La récente présentation de Romulus et Remus, de grands canidés au pelage pâle ressemblant à des loups sinistres, a déclenché un débat scientifique. Bien que salués par certains comme des "fragments vivants de la préhistoire", des chercheurs comme Angela Perri de l'Université de Durham appellent à la prudence. Les animaux, créés par Colossal Biosciences grâce à l'édition génétique, portent des modifications dérivées de l'ADN ancien du loup sinistre.
Colossal Biosciences a extrait des cellules de loups gris, modifié certains gènes, puis implanté les embryons résultants dans des chiennes porteuses.
Le loup sinistre, un carnivore qui a disparu il y a plus de 10 000 ans, pourrait être moins apparenté aux loups gris modernes qu'on ne le pensait auparavant, selon une étude de 2021 suggérant un ancêtre commun il y a près de 5,7 millions d'années. Certaines recherches suggèrent même que les loups sinistres étaient plus proches des coyotes géants que des loups gris. La question est de savoir si la modification de quelques gènes peut réellement recréer une espèce qui a divergé il y a si longtemps.
Les critiques affirment que le projet est plus un spectacle qu'une conservation, se demandant si 20 gènes modifiés suffisent à recréer les traits clés du loup sinistre. Un scientifique s'est demandé si le fait de modifier quelques différences génétiques chez un chimpanzé pourrait un jour en faire un humain. Les données paléogénomiques suggèrent que le véritable loup sinistre était génétiquement distinct, appartenant à une lignée américaine éteinte très éloignée des canidés modernes. Les similitudes physiques entre les loups gris et les loups sinistres peuvent résulter d'une évolution convergente, et non d'une ascendance proche.

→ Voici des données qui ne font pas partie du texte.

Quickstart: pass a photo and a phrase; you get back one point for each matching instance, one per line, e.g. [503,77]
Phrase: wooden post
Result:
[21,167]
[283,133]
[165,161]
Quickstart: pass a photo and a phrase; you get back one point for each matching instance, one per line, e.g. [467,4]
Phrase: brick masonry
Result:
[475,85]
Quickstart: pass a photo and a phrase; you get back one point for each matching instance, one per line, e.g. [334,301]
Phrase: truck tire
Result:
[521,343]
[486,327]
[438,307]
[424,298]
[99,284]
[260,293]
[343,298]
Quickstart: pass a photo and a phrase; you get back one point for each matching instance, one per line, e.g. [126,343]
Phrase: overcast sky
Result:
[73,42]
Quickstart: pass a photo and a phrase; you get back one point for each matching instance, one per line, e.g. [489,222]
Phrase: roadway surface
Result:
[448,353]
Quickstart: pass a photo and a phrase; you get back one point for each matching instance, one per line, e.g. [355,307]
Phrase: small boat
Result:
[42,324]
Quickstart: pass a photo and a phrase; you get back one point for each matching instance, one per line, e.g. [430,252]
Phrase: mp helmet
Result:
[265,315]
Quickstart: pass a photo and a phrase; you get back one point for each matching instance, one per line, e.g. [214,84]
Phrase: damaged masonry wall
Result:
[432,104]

Au-delà de la taxonomie, des préoccupations éthiques se posent concernant la création de nouveaux animaux en laboratoire. Le clonage et l'édition génétique peuvent entraîner des résultats imprévisibles. Même sans fausses couches signalées, des inquiétudes subsistent quant à la mise à l'échelle du processus et à la qualité de vie de ces animaux, dont la vie sera surveillée et façonnée par les humains. Le véritable loup sinistre prospérait dans des environnements anciens qui n'existent plus, ce qui soulève des inquiétudes quant à leur libération dans les écosystèmes actuels.

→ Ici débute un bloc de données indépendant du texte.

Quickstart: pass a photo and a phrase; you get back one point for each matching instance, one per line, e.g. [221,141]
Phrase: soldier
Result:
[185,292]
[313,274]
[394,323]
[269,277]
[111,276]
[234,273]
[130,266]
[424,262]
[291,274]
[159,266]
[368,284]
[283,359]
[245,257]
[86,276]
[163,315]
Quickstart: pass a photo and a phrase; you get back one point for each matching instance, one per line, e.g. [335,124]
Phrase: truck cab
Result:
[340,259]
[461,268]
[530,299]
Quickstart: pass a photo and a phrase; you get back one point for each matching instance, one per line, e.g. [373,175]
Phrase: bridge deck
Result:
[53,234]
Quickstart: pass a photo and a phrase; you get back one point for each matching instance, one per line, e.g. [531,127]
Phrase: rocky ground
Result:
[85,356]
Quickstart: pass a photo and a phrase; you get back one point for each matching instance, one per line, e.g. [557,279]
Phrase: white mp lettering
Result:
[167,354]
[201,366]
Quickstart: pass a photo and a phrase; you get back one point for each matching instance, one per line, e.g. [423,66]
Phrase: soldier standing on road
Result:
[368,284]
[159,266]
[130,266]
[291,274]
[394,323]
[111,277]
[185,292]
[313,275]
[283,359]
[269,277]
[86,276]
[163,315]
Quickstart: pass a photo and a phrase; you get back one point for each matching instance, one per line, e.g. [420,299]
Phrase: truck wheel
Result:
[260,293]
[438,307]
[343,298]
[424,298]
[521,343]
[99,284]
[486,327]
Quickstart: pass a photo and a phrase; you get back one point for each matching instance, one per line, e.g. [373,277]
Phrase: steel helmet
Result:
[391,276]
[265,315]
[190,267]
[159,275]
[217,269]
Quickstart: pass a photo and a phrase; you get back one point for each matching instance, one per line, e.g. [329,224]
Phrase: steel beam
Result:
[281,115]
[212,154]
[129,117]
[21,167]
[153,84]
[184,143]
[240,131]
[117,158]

Certains défenseurs de l'environnement donnent la priorité à la sauvegarde des espèces existantes confrontées à des menaces urgentes. Colossal Biosciences, évaluée à plus de dix milliards de dollars, considère ces méthodes comme des outils de protection des populations menacées. Les sceptiques reconnaissent que les méthodes avancées de clonage ou d'édition génique peuvent parfois stimuler les espèces menacées en élargissant le pool génétique. Des scientifiques comme Angela Perri soulignent la nécessité d'une analyse plus approfondie de l'ADN et d'un regard réaliste sur la dynamique écologique avant de déclarer une véritable "résurrection".
"Nous sommes une force évolutive à ce stade", a déclaré Beth Shapiro, directrice scientifique de Colossal, soulignant l'importance de la génétique innovante.